Der Ritt durch den Norden war lang und sowohl die Pferde als auch die Reiter waren erschöpft, als sie kurz vor dem Einbruch der Dunkelheit eintrafen. Ihnen wurde im kleinen Ort Gastfreundschaft zuteil, jedoch nicht aus Offenherzigkeit, sondern aus reinem Pragmatismus. Schließlich handelte es sich um englische Soldaten, ihrer Uniformen nach von jemandem hohen Standes entsandt. Hoffentlich kamen die Männer – 13 an Stück – nicht vor zu bleiben, beteten die schottischen Einwohner des Ortes.
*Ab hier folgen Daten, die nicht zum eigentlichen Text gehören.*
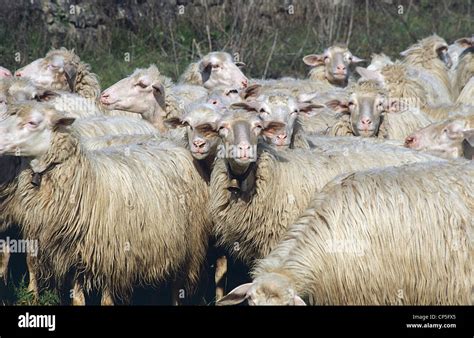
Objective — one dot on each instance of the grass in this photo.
(21, 296)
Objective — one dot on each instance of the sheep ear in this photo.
(313, 59)
(271, 127)
(299, 301)
(305, 97)
(206, 69)
(308, 107)
(251, 91)
(406, 52)
(456, 129)
(57, 121)
(70, 72)
(338, 106)
(465, 42)
(370, 74)
(356, 59)
(46, 95)
(174, 122)
(159, 94)
(249, 106)
(468, 144)
(236, 296)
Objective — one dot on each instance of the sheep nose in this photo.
(409, 140)
(104, 97)
(199, 143)
(244, 146)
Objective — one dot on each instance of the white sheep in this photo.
(390, 236)
(127, 216)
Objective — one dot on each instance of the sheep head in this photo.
(26, 129)
(223, 97)
(200, 121)
(219, 69)
(427, 49)
(367, 103)
(268, 289)
(57, 70)
(443, 138)
(278, 112)
(143, 92)
(4, 72)
(336, 60)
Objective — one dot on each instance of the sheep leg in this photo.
(177, 292)
(78, 296)
(33, 284)
(4, 259)
(106, 299)
(221, 270)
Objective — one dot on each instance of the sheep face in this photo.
(278, 113)
(224, 97)
(4, 72)
(200, 122)
(366, 111)
(135, 93)
(26, 129)
(52, 71)
(336, 61)
(239, 132)
(17, 90)
(443, 138)
(432, 47)
(269, 289)
(219, 69)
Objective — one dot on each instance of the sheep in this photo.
(455, 49)
(368, 114)
(430, 59)
(256, 191)
(379, 61)
(281, 115)
(467, 94)
(294, 87)
(200, 136)
(333, 66)
(401, 248)
(223, 97)
(99, 142)
(464, 71)
(213, 70)
(108, 232)
(444, 138)
(148, 93)
(62, 69)
(4, 72)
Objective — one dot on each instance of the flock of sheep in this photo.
(343, 188)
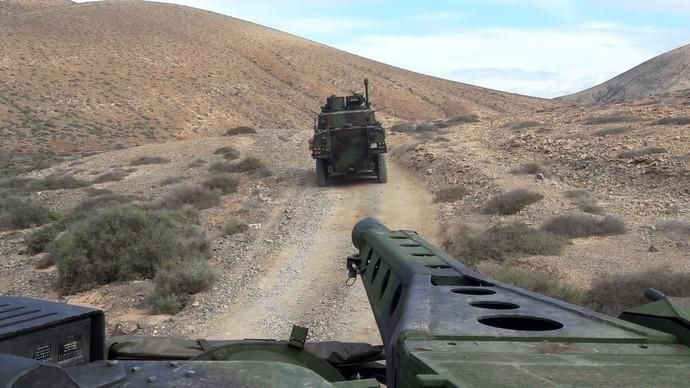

Sie sollten auf der Durchreise sein und irgendwo in den tieferen Highlands einen anderen Auftrag für König Karl II. oder das Parlament zu erledigen haben. Ihre Hoffnungen sollten zerstört werden. Der Offizier der kleinen Garde kehrte mit freudigen Nachrichten zurück, nachdem er einen Stalljungen des Gasthofes angeherrscht hatte, sich mit den Vorbereitungen zu beeilen. 

„Wir haben es geschafft, Männer. Wir sind in Dundruy." 

Ein anderer junger Mann, der Jüngste unter den Soldaten, stieg von seinem Pferd und strich über sein braun-rötliches Fell, während er sich umsah. „Dundruy...", wiederholte er und sein Blick streifte über die Dächer der beschaulichen Häuser, die sich in diesem Stückchen Land angesiedelt hatten. „Wusstet Ihr, dass der schottisch-gälische Name dieses Dorfes Dùn Draoidh lautet? Wisst Ihr um die Bedeutung dieses Namens?"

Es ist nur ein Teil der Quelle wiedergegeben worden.